Ну, так чокнемся за ваше здоровье.
Захар Фомич выпил.
– А не позволите ли нам взглянуть на вашего петушка?
– спросил фельдшер, запрокидывая голову.
– Здесь все любители да ценители. Приятно посмотреть хорошую птицу.
– Одолжили бы, Захар Фомич, очень одолжили бы, - вторил фельдшеру Зазубрин.
– Говорили нам много, интересно самим взглянуть.
– Простой петух, господа, - снова заскромничал Захар Фомич, а самому было приятно, что все про его петуха знают.
– Прошу ко мне, коль интересно; там мы и голубей посмотрим, - сказал он, обращаясь к одному Зазубрину, как к названному соседу.
– Благодарю вас, - поклонился Зазубрин.
– Приду с радостью. Да вот и им всем посмотреть хотелось бы. Нельзя ли его сюда принести?
Захар Фомич в нерешительности замолчал.
– Хозяин!
– крикнул сейчас же фельдшер.
– Павел Спиридоныч! Пожалуйте на минутку.
Вошел трактирщик. Растопырив ноги и весело подбоченясь, он ожидал чьих-то распоряжений.
– Здесь Филимон? Вот господин желает за петухом послать, - предложил фельдшер.
– Это можно-с!
– ответил хозяин, потирая руки.
– Это сейчас... Филимон!
– Нет, нет, нет!
– засуетился Захар Фомич.
– Нет, этого нельзя. Я уж лучше сам его сюда принесу...
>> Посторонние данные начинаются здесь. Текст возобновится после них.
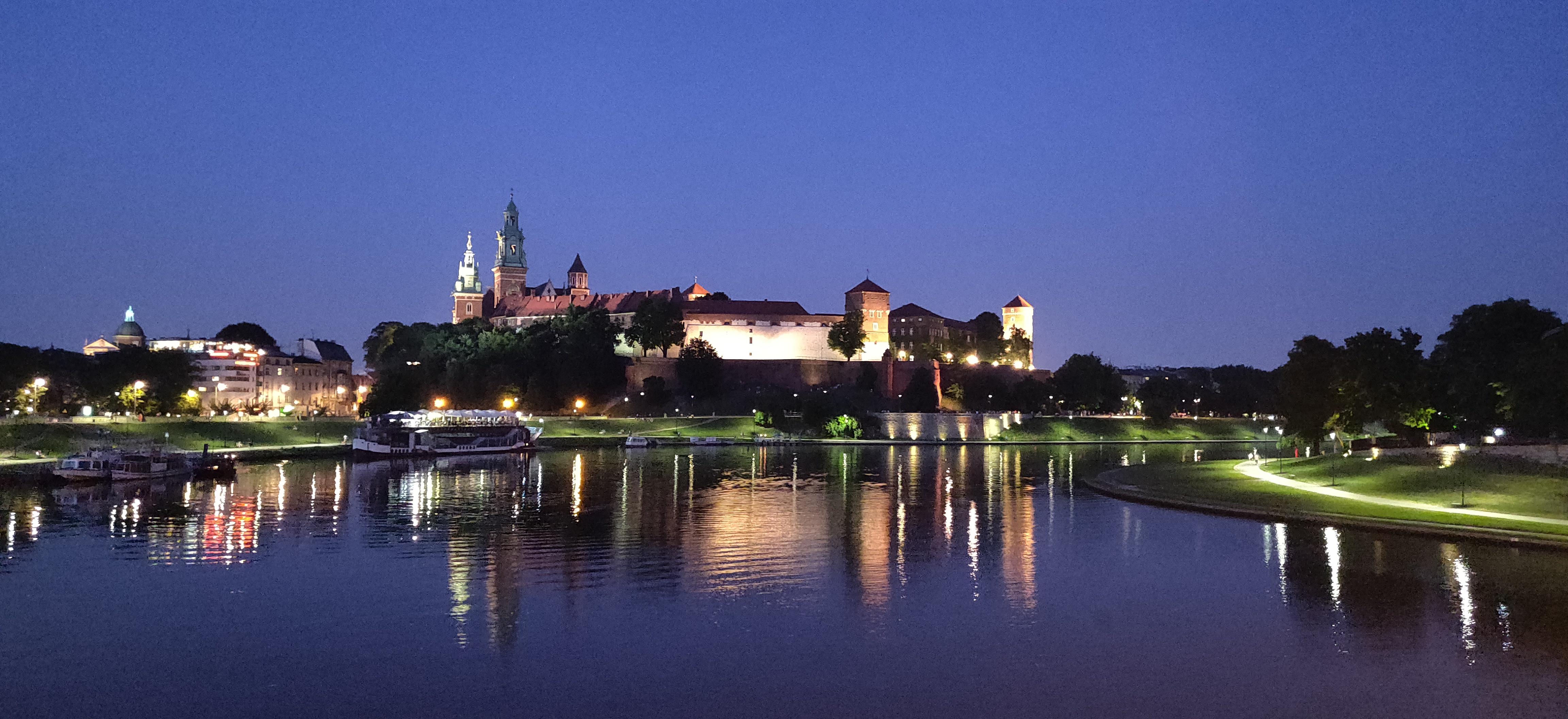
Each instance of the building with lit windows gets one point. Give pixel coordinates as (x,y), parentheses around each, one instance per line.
(736,329)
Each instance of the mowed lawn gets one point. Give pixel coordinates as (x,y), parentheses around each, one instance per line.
(24,440)
(1133,429)
(1490,484)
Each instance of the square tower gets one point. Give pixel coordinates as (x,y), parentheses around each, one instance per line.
(874,304)
(1020,315)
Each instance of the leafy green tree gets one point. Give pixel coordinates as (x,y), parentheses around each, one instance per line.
(1029,395)
(1018,348)
(700,369)
(1384,381)
(919,395)
(847,337)
(989,337)
(1162,396)
(1310,387)
(868,381)
(248,333)
(1087,384)
(843,428)
(658,324)
(1486,362)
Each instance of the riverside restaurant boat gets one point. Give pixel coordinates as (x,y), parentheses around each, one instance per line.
(446,432)
(151,465)
(87,465)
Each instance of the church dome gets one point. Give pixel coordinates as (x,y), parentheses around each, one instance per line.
(129,332)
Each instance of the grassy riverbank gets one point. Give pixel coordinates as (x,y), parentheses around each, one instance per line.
(24,440)
(1492,484)
(1133,429)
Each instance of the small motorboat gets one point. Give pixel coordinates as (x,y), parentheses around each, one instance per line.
(151,465)
(87,465)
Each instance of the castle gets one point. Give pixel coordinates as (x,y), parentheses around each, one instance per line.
(736,329)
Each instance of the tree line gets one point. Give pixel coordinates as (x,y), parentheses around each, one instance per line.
(1501,365)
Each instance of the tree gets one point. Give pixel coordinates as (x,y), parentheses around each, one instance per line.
(658,324)
(989,337)
(1162,396)
(1018,348)
(247,333)
(868,381)
(1484,360)
(847,337)
(1308,387)
(843,428)
(1382,381)
(700,368)
(919,395)
(1087,384)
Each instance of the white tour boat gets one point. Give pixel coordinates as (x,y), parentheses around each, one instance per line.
(446,432)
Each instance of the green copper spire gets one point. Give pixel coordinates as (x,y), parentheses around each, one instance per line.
(509,241)
(468,274)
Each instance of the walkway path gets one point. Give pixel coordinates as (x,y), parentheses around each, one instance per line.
(1252,470)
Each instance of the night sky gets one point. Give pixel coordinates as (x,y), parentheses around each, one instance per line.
(1166,183)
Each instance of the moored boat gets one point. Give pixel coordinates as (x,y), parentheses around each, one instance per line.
(151,465)
(87,465)
(444,432)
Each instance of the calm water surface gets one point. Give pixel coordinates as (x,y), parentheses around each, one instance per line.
(739,581)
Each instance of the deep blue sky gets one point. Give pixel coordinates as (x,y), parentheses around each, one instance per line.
(1166,183)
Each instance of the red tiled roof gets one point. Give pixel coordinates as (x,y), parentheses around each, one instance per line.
(868,286)
(615,304)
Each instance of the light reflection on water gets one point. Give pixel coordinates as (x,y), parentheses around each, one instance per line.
(888,556)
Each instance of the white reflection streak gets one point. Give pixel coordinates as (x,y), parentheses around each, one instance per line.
(578,484)
(974,550)
(1332,545)
(1506,627)
(1280,552)
(1462,578)
(948,508)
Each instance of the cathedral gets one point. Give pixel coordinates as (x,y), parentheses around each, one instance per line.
(736,329)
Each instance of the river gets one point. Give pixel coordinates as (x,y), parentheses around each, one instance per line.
(746,581)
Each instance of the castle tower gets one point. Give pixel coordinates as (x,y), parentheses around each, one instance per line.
(1022,315)
(874,304)
(512,263)
(578,278)
(468,296)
– Все одно: можно послать, - проговорил трактирщик, - только записочку к домашним.
–
Нет, я сам принесу, сам принесу!Захару Фомичу подали пальто и просили не обманывать, чтоб им не напрасно дожидаться. Когда он вышел на улицу, ему вспомнился Травников. Где он? куда девался?
С ним было как-то удобнее, все-таки свой человек.
– Что это по ночам-то стали гулять?
– сердито встретила Матрена Захара Фомича.
– Спать пора!
– Это... Матреша... гм! Дай-ка мне фонарь... Зажги, я пойду тут... петуха погляжу.
– Какого еще петуха? Зачем понадобился? Идите, что ли, в горницу, а то надует, после кашлять будете. Идите, идите спать. Нечего!
В трактире между тем стоял шум. В первой комнате повздорили двое гостей и кричали один на другого; где-то весело спорили и смеялись; где-то нетерпеливо стучали стаканом...
Озираясь вокруг, Захар Фомич торопливо прошел этой комнатой, неся петуха под полою.
В "уважаемой" уже никого прежних не было; только толстый краснощекий гость сидел одиноко за бутылкой пива и курил сигару.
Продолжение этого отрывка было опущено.